Ronny Jordan was a winner of Gibson Guitar's award for Best Jazz Guitarist, he was nominated for a Grammy, and was a jazz artist who has made it to the pop charts. He's known as one of the earliest and most successful jazz artists to draw upon the energy and vitality of hip hop. His music is perhaps best described as Urban Jazz, a blend of jazz, hip hop,smooth jazz and R&B—but certainly not limited to that.

His message is positive and spiritually uplifting, his grooves are addictive, and his playing is ingenious. He was completely self-taught, and in addition to his musicianship, he was an accomplished producer, arranger, and composer. He uses the studio as creatively as possible, and on his last album he introduced his fans to midi guitar—doing string, keyboard, and bass parts on a midi guitar.

Ronny was born and raised in London, the son of a Pentecostal preacher with a very interesting life story which he shared in this interview. This wide-ranging interview took place in late January of 2013, Ronny talks about the awakening of his talent, his early career, his big break with Island Records, and his recordings. Gifted, creative, and humble—he was all-about-the-music.

All About Jazz: I wanted to say thanks for taking time out to talk with us today. I really appreciate it.

Ronny Jordan: Look, I should thank you for considering me with all the many artists who are out there, I appreciate it.

AAJ: Oh no, I wanted to say for myself and on behalf of a lot of fans Ronny, thanks for all the hours and hours of pleasure your music has given us. I really appreciate all the hard work and dedication that went into making that music.

RJ: Well you know, honestly, I don't take credit for that. I give all credit to the Almighty, the Creator, because without Him we're nothing. And so, I can't thank you enough for the appreciation, it's just that I think it behooves every artist to keep his temple pure so that they can continually get inspiration.

Once we start thinking that it's just us—that we came up with all the inspiration and the ideas, that's when it starts getting self indulgent, and you won't be feeling what I'm doing. So I tend to give all praise and credit to the Most High.

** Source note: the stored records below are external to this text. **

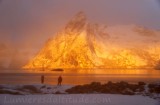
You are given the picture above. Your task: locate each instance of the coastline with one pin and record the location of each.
(117, 93)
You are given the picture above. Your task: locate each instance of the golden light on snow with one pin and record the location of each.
(84, 45)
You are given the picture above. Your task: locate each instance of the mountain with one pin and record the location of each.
(82, 44)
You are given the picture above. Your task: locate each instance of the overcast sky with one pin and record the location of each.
(28, 24)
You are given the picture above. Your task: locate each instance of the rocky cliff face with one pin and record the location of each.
(85, 45)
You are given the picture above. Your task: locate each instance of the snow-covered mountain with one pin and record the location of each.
(82, 44)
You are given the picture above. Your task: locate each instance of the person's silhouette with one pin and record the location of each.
(42, 79)
(59, 80)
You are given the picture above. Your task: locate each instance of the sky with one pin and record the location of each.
(25, 25)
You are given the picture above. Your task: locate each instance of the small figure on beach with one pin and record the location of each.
(42, 79)
(59, 80)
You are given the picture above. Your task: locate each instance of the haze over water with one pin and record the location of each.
(81, 76)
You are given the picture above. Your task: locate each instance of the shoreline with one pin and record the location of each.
(110, 93)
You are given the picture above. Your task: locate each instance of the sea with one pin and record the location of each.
(78, 76)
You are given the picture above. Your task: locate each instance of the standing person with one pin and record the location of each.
(59, 80)
(42, 79)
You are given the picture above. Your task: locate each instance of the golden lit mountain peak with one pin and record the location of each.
(84, 45)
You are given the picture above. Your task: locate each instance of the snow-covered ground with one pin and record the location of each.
(47, 96)
(76, 99)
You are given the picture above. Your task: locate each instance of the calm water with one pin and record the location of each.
(81, 76)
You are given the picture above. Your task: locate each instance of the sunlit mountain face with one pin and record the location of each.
(82, 44)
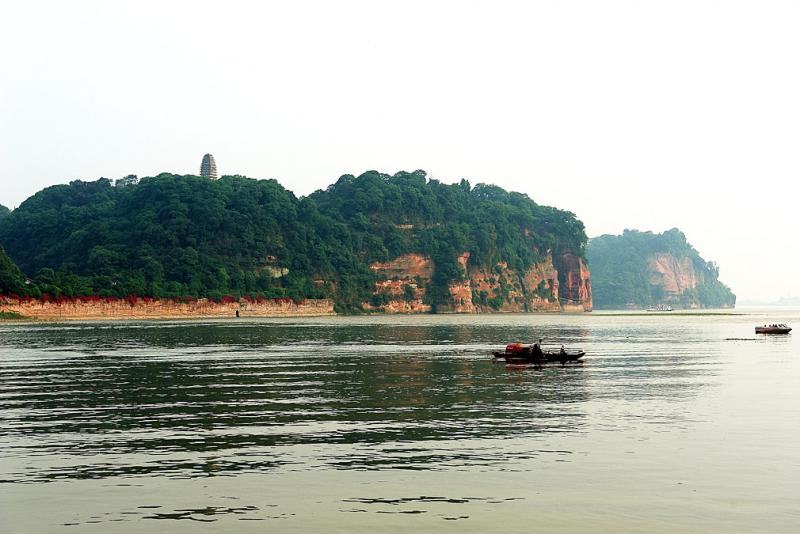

AAJ: That's perhaps not a very common thing, but you certainly encounter that with a lot of musicians, going from people like John Coltrane all the way to people like Carlos Santana—they see themselves kind of like a vessel.

RJ: Absolutely, no question about that. You know, I could not have done that all by myself. So this is why it behooves us to keep all the egos out of it. When I think about it, it didn't start with me, it started with the Most High, and He chose me to share this gift with you. And that's just how I always look at it, and how I always will.

AAJ: It pays off to look at it that way, because when you look at it that way, you're all about the music.

RJ: Absolutely, I'm just all about the music, and sharing it. Everywhere I go to perform there is always someone who's touched, and I love that! That what I'm here for. I don't look at it as if it's all for me, no.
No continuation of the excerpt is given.